The annual company report. The weekly project management meeting. The current sales forecast.
Important decisions are made every day based on the content of such reports and documents. But where does the information that supports this content come from? How is it defined? Who says it’s appropriate to use and for what purpose?
Commonly we make the distinction between the words data and information. Data is more of a computing term to describe the characters, symbols, numbers and media that a computer system is storing. Information, however, carries the context of data that is processed and is, therefore, able to be interpreted by humans. Information can be represented and presented in different forms and perspectives according to the interpretation requirements. And therein lies the problem. How do we define, or govern, interpretation itself? Indeed, how can we develop the ability for interpretation to become more flexible depending on the interpretation requirements but without losing our trust in the information we are using?
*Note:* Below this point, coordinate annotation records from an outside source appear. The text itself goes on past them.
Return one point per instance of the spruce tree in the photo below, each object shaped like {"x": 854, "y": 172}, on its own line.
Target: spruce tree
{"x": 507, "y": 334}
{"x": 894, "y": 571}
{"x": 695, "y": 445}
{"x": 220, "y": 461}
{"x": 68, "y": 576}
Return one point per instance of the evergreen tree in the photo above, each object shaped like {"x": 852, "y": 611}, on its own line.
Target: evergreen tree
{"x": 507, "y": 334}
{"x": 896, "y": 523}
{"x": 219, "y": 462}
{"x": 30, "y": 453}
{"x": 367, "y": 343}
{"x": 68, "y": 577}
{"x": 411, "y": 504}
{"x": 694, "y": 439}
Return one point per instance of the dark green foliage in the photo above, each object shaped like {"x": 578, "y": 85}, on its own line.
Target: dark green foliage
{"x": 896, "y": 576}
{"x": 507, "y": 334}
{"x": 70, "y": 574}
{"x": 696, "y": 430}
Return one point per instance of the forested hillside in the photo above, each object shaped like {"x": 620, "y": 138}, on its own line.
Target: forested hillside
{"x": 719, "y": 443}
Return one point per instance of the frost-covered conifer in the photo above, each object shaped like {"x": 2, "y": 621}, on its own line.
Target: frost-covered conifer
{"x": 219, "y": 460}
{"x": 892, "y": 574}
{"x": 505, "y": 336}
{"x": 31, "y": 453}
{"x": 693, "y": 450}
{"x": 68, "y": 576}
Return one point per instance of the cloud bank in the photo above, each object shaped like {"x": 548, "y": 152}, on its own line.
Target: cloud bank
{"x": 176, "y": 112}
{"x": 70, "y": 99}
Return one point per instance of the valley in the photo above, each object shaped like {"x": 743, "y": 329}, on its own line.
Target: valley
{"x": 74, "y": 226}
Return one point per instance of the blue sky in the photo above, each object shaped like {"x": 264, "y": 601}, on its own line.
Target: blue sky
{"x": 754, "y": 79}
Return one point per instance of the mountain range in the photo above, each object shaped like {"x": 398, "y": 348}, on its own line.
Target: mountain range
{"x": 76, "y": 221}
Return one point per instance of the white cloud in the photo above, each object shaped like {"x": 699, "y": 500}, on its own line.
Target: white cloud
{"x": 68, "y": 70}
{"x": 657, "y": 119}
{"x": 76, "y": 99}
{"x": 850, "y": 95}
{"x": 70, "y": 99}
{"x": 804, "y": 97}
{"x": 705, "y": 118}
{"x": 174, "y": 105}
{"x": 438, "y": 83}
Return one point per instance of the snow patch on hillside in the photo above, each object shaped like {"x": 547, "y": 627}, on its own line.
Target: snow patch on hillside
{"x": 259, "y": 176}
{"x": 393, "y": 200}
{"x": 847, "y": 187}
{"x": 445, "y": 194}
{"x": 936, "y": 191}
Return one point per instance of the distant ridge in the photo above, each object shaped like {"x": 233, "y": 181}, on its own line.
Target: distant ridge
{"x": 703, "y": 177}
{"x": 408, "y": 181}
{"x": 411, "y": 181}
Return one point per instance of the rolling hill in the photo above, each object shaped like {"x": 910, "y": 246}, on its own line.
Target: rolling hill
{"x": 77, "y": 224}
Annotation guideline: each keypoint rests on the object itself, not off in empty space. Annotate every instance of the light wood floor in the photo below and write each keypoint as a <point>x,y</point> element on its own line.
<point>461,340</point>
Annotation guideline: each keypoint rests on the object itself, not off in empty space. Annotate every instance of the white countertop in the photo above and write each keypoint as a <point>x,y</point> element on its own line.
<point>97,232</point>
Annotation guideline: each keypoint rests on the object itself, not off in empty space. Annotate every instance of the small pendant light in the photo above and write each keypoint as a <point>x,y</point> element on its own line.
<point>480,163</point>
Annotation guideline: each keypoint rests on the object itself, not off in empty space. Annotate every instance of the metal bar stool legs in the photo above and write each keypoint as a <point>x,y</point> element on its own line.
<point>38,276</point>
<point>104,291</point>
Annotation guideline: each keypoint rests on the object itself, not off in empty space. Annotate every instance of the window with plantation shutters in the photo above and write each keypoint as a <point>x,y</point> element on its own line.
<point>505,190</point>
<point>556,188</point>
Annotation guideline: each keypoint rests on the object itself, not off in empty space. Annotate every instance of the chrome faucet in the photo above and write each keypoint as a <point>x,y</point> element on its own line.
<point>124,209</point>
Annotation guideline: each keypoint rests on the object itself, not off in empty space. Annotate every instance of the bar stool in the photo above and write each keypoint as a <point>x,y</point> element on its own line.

Big, social, mobile, IoT – all just data
Companies with ERP systems that manage customer ordering and stock control, for example, often find it difficult to understand sales performance and demand forecasting, not because they lack the data, but they lack the ability to represent product information in a way that supports this method of interpretation. Silos of reporting mechanisms are often created to circumvent this type of problem and each might have its own unique way of collecting data and processing it to improve its quality before releasing it as information. The processing does not necessarily follow any common or corporate rules, or governance, leading potentially to the generation of information that might not be fit for purpose and indeed when linked to other sources of information, might even become totally misleading.
Consider the simple terms “Customer” or “Product”. What do they mean to you? What do they mean to a sales person? A financial controller? An industry regulator? While the interpretation of this information might change, the governance of the data itself must remain coherent prior to any processing to support differing interpretation. Without the governance, we are denying the end users, the information consumers themselves, the ability to understand and trust the information they use. Big data, social data, mobile data, IoT data…. It’s just data. Without some form of governance as our compass, it is arguably impossible to navigate this data.
(Want more on Data Governance? Find our blog post “What Is Data Governance? Do I Need It? And How Do I Get Started?” here)
It is, of course, important that governance initiatives are applied to - and start with - the most critical business data elements, which are typically those including customers, products, assets and employees. One of the most common drivers for the implementation of a governance initiative is any form of business analytics. As the volume and variety of data being made available for processing into information increases, decision makers are being faced with a more complex variety of interpretations possible. Which is good news – as long as they can trust the information on which they are making their decisions.